The 7280R4 presents 32 ports running at 800 Gb/sec and is based on the Jericho 3+ chip. Here are its specs:
The energy savings with the are less impressive with the 7280R4 leaf and spine switches, with only a 20 percent to 25 percent reduction in juice consumption compared to the 7280R3 switches, as you can see from the specs above.
For larger, disaggregated leaf/spine networks (which means you build the functionality of a low-end to midrange modular switch out of fixed port switches and unite and manage it all with software, creating a kind of virtual modular switch), Arista Networks has launched the 7700R4 line already, which scales to 18 ports running at 800 Gb/sec and can do 27,648 in a leaf/spine network. The 7700R4 uses the Jericho 3-AI ASIC.
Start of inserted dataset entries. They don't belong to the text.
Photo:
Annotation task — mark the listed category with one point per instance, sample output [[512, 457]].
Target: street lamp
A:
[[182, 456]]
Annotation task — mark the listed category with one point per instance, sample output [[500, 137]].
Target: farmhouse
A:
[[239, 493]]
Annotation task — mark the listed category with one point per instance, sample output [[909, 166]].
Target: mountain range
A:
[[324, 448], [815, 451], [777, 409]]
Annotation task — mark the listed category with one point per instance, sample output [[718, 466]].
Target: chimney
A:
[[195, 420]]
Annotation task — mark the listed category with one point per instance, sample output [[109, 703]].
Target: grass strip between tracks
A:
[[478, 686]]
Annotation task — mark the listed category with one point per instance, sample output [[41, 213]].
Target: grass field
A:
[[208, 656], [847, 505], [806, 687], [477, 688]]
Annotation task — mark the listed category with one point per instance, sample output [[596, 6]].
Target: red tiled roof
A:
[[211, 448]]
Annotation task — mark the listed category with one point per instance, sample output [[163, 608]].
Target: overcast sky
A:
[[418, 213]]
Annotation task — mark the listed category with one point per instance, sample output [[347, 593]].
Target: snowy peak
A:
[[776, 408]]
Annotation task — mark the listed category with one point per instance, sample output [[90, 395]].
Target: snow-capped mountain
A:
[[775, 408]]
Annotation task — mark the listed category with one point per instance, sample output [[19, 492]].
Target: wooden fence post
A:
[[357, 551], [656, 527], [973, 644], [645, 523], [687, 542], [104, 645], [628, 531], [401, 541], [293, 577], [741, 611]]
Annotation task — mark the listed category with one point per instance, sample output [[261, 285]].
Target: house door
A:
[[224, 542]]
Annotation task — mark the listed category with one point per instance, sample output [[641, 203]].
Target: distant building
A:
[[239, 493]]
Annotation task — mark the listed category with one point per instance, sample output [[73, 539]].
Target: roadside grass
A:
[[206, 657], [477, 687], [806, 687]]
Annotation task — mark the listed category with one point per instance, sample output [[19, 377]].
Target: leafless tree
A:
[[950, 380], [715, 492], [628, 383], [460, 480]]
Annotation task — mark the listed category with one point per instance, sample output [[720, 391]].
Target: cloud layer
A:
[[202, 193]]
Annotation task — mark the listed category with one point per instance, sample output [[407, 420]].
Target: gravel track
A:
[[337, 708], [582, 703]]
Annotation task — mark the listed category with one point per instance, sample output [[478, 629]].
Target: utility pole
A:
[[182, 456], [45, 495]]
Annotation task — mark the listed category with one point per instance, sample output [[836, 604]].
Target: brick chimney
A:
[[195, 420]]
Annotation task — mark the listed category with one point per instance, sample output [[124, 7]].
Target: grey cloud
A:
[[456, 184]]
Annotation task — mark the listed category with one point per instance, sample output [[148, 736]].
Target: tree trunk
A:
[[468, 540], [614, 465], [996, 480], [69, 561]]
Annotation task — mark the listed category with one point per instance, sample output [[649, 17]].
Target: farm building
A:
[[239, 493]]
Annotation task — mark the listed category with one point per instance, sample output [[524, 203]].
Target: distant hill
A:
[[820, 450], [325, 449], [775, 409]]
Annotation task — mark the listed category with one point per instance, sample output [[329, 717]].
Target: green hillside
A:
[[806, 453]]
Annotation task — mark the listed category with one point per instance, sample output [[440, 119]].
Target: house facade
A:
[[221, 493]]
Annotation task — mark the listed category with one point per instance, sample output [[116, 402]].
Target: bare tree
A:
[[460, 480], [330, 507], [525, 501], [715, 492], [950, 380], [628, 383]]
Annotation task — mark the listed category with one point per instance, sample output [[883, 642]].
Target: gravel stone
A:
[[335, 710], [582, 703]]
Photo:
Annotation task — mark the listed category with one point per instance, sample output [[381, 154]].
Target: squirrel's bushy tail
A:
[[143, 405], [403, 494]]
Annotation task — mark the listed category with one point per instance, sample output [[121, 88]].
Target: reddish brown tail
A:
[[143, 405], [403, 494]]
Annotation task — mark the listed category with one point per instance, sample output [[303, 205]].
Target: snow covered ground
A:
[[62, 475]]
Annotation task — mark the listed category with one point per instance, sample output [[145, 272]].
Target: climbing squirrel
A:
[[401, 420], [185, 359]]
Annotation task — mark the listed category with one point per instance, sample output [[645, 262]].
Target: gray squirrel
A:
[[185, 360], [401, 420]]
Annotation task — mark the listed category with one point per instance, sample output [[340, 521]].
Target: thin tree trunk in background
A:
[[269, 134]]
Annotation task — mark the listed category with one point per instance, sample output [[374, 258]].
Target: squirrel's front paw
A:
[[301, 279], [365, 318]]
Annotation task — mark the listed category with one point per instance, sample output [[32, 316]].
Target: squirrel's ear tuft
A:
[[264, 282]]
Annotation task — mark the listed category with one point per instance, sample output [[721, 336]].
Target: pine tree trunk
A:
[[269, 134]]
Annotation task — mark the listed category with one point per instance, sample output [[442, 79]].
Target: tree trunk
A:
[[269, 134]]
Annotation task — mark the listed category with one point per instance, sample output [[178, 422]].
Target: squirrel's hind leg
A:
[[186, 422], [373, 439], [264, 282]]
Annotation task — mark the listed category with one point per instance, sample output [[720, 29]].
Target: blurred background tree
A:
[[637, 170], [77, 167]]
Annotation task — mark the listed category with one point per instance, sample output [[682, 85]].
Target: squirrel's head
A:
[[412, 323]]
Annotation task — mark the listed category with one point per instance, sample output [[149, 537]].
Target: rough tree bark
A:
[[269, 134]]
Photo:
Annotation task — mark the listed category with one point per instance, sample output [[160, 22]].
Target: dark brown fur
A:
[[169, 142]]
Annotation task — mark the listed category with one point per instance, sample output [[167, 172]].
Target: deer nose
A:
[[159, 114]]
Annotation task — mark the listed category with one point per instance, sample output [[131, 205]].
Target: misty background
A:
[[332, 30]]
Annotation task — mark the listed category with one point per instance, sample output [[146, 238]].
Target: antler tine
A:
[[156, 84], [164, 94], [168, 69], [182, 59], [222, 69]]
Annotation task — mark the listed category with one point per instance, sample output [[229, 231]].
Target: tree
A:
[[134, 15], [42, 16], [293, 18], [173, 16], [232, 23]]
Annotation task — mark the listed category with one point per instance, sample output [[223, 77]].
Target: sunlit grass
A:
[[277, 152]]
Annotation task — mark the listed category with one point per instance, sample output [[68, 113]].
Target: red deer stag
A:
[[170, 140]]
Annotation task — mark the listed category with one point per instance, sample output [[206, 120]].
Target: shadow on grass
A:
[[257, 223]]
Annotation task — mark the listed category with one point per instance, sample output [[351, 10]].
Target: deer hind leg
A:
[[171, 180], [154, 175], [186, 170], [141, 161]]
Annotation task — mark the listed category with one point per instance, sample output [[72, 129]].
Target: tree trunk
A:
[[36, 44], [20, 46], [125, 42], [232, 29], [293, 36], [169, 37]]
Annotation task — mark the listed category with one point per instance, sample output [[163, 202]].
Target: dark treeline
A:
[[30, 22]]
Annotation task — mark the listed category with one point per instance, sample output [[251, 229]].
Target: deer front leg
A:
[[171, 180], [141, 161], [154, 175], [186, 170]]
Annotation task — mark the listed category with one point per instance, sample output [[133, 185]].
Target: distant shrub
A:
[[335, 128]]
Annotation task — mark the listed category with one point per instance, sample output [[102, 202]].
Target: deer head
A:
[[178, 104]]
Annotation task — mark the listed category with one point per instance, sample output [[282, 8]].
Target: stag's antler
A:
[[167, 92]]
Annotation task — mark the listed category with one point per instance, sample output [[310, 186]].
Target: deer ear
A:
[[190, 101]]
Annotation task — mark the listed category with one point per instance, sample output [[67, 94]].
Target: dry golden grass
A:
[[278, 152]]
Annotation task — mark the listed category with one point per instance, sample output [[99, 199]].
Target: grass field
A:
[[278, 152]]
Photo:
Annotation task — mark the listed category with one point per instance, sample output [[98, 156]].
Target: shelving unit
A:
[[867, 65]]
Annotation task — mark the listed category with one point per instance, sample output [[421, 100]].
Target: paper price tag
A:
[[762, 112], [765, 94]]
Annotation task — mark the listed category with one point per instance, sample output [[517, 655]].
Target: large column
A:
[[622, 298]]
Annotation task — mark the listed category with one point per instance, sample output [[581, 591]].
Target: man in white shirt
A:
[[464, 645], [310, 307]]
That leaves the big bad switch, the 7800R4 modular boxes, which come in four different chassis configurations with capacity of four, eight, twelve, or sixteen line cards linked in a non-blocking fashion. Tale a look:
These switches are used to build large two-tier Clos networks, which is the preferred topology for the hyperscalers and the cloud builders for datacenter-scale networks and also are aimed at datacenter interconnect workloads where huge amounts of bandwidth in aggregated pipes is important.
The 7800R4 with the full-on sixteen line cards can drive 1,152 ports running at 400 Gb/sec or 576 ports running at 800 Gb/sec, and it offers 65 percent lower power consumption than the 7800R3 based on the Jericho 2 ASICs from Broadcom. The 7800R4’s line card using the Jericho3+ ASIC, has 36 ports running at 800 Gb/sec and offers OSFP and QSFP-DD connectors.
It is funny to think of a modular beast like the 7800R4 being used as a leaf switch, but this is the only way to get into 100,000 XPUs or GPUs and beyond.
The 7800R4 line card is available now, and the one that supports HyperPort quad-bandwidth aggregation will be available in the first quarter of next year, well ahead of the Jericho 4 with its own HyperPorts, which we do not expect to see in products until around this time next year. The 7280R4 with 100 Gb/sec or 800 Gb/sec ports are both available now. The 7020R4 variants with either 10 Gb/sec or 25 Gb/sec ports will both be available in the first quarter.